Et cependant. Ces formes en céramique, si elles évoquent évidemment des reptiles, des animaux
archaïques qui n’existent peut-être presque plus, fossiles vivants d’ères très anciennes, figurent des êtres
difficilement identifiables. Le matériau lui-même est trompeur : ce qui semble être du bronze est une
céramique, et l’artiste a soigneusement recouvert la carapace de boulettes d’argile, accentuant l’effet de
carapace et de recouvrement d’une forme qui se donne en se dissimulant.Ces sculptures montrent en fait
des animaux qui se cachent, des enveloppes d’animaux – et le geste du sculpteur tend alors au paradoxe.
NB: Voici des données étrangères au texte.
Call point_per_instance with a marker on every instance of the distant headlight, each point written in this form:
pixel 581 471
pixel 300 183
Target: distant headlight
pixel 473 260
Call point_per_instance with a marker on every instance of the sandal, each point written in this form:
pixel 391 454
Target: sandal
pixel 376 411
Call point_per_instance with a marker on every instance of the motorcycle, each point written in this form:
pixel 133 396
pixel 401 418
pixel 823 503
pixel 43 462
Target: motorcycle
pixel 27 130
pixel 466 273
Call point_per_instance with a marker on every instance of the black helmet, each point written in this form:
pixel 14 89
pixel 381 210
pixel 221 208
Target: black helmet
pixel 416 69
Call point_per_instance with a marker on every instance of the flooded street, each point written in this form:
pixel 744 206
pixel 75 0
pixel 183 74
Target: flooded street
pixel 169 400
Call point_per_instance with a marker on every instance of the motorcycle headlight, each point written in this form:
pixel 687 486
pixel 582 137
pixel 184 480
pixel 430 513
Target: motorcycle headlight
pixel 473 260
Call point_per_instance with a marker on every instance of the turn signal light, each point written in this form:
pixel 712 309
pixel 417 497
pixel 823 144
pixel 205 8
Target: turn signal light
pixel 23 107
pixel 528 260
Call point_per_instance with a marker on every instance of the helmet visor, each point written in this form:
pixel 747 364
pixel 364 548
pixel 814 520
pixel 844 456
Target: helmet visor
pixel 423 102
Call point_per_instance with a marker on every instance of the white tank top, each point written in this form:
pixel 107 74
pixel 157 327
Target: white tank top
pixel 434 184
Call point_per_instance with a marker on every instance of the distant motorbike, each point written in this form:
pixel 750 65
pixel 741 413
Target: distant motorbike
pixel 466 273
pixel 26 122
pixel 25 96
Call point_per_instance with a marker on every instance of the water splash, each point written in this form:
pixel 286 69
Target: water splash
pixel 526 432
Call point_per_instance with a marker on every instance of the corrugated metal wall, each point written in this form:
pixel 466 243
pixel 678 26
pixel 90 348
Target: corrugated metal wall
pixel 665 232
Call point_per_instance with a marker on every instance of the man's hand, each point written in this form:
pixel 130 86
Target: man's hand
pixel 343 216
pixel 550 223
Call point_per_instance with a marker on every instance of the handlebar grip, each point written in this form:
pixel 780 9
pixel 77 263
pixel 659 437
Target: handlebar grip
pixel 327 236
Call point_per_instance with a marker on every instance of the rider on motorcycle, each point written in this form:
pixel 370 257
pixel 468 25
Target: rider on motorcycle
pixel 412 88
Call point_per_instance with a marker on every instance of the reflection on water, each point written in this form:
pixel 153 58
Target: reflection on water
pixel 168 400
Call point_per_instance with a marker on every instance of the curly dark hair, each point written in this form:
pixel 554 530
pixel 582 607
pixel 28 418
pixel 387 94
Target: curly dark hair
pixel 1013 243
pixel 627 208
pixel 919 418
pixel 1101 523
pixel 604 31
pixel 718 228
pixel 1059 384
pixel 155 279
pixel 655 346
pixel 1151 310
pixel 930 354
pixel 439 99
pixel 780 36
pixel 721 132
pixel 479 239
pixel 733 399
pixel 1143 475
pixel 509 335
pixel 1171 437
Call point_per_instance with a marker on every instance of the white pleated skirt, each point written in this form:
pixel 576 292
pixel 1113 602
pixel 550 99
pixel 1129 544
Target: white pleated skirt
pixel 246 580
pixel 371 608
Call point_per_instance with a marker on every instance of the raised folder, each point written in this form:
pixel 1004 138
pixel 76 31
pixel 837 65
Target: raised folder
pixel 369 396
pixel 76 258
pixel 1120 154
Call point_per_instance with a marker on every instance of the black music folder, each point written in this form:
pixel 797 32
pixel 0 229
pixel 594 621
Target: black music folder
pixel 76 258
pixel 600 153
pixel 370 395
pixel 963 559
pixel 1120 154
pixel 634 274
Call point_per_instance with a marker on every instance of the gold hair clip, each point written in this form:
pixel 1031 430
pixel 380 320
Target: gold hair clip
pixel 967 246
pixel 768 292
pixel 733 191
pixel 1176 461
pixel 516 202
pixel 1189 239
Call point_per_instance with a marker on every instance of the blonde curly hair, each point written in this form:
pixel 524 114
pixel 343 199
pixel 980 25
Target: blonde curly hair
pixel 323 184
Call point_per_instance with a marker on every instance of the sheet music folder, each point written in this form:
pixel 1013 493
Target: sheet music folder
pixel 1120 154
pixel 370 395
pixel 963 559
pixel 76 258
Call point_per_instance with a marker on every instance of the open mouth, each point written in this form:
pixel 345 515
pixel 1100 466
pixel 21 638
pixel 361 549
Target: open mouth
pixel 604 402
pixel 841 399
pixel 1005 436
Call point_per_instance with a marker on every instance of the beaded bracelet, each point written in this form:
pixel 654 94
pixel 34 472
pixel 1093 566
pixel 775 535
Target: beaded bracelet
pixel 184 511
La sculpture qui d’ordinaire occupe l’espace, crée des formes réelles, en volume, et non des images,
semble ici donner à voir des êtres qui cherchent à disparaître, à se mettre en retrait – avec peut être leur
créateur. Ce geste paradoxal est au cœur d’une partie du travail de Yann Delacour.
De ce vide central, Yann Delacour fait avancer son travail
selon plusieurs axes. Ceux-ci, et cette progression même, créent une figure d’artiste qui serait plutôt un
chercheur, explorant des pistes, jouant avec, pour un art informé par une réflexion de type intellectuel
(nul spontanéisme du geste chez Yann Delacour), mais qui échappe tout à fait à l’art conceptuel ou au
duchampisme. Partant du vide, une série de travaux portent en apparence sur l’absence, la trace, la
disparition, une autre travaille le multiple par opposition à l’unique, la production, éventuellement
sérielle, une autre approche la figure humaine, le corps et le portrait, après l’animal. Toutes signalent un
effacement du geste artistique, et attendent de l’œil du spectateur qu’il achève les œuvres en s’y frottant.
Cafard et playmobils
La sortie du vide se fait par le retour de la bestiole, et l’utilisation de nouveaux média. C’est une
caractéristique de la recherche de Delacour que de se déployer d’une façon surprenante sur des supports
différents : sculpture, photographie, installations, photo d’installation. Les Cafards, tirés d’un livre
d’entomologie, petites céramiques dégoûtantes et envahissantes de deux centimètres de long, ont été
disposés dans plusieurs installations, salle de bain familiale, hôtel, photographiés par l’artiste, par les
usagers de la chambre, photographies exposées ensuite pour faire croire à une invasion dans une cage
d’ascenseur… Les cafards reprennent la thématique animalière mais la croisent avec un désir d’introduire
l’art dans l’espace public pour le perturber et le renvoyer à ce que cet espace aime exclure, d’exotiques
étrangers par exemple, ou ce qui remonte des profondeurs.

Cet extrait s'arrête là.